Hyundai Motor and smaller rivals have reported that March sales jumped more than a quarter, driven by booming exports to Europe on the back of a strong euro.
According to Reuters, a soaring European currency has made the region a lucrative target for South Korean carmakers in search of new sales to offset weak local consumption and a slackening US market.
The euro rose about 10% against the Korean won in March from a year ago and Hyundai and other carmakers reportedly say they are keeping their prices constant in euro terms, which they estimate could generate windfall profits in won terms.

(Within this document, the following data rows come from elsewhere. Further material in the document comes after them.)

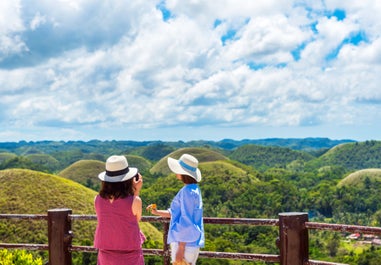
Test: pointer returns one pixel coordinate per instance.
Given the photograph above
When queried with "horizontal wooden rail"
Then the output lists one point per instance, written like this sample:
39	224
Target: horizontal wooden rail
344	228
288	223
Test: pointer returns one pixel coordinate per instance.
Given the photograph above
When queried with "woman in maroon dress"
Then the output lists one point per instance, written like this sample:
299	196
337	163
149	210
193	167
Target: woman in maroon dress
119	208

“The European market is slowly taking the centre stage as local auto makers are increasingly attracted by a stronger euro, which increases operating margins,” Sohn Jung-won, an auto analyst at Goodmorning-Shinhan Securities, told Reuters.

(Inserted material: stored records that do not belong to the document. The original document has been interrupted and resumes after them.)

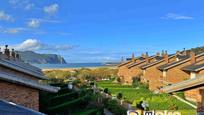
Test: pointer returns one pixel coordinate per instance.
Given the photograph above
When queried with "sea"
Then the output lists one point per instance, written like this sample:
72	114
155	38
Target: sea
69	65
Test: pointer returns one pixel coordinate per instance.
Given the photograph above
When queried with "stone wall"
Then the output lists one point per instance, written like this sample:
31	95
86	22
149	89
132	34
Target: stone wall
21	95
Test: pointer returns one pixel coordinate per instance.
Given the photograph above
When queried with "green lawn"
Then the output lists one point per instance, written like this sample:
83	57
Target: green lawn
156	101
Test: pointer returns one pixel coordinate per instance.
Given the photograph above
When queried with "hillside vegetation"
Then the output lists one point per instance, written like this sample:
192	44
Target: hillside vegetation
36	58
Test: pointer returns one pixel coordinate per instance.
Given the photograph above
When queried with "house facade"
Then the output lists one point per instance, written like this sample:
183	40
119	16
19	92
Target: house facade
151	74
123	71
196	83
19	81
180	70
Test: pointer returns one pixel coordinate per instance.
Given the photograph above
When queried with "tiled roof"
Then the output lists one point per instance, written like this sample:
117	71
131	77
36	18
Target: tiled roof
27	82
159	60
187	84
135	64
9	108
22	67
194	67
151	64
181	61
124	63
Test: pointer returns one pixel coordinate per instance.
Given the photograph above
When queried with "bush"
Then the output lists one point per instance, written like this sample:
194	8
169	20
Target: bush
114	107
118	79
120	96
105	90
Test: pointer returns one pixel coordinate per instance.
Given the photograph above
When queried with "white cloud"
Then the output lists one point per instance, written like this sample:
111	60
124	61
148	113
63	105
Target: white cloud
11	30
35	45
29	6
51	9
34	23
24	4
174	16
6	17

The report said analysts were also upbeat about a turnaround in local sales as early as the second quarter, betting that a flood of new models and a reduction in special excise taxes for cars would help lure consumers back into showrooms after high consumer debt in the wake of a credit card boom restrained spending in South Korea over the last year.
Reuters said exports by five South Korean vehicle firms soared 67% to a combined 285,434 units in March from a year ago, taking total sales to 379,368, up 25.7% from a year ago, while domestic sales slid 28% to 93,934 vehicles.
Hyundai Motor, which controls half the local market, reportedly said March sales grew 16% to 185,588 units from a year ago while exports shot up 45% to 140,230 units, helped by brisk sales of the compact Getz and the Matrix minivan in Europe.
Hyundai said it saw exports to Europe rising 10% in March versus a year ago, Reuters said, though the firm’s domestic sales skidded 28% to 45,358 units.
Hyundai affiliate Kia Motors said March sales rose 23% to 98,790, buoyed by a 76% jump in exports to Europe, according to Reuters.
GM Daewoo Automotive and Technology reportedly said March exports almost trebled to 67,401 units, taking total sales to 76,857.
Reuters said exports of the small-size Kalos and Lacetti sedans to west European countries powered GM Daewoo’s sales.
But some analysts warned the news agency that soaring steel prices and a stronger won pose a threat to an industry heavily dependent on exports for earnings and added that growing inventories in the key US market may also be a sign of slowing exports.
According to Reuters, sport utility maker SsangYong Motor said sales tumbled 24% to 10,684 in March from a year ago due to a stagnant domestic demand while Renault Samsung Motors Inc. posted a 30% fall in March sales to 7,449 units.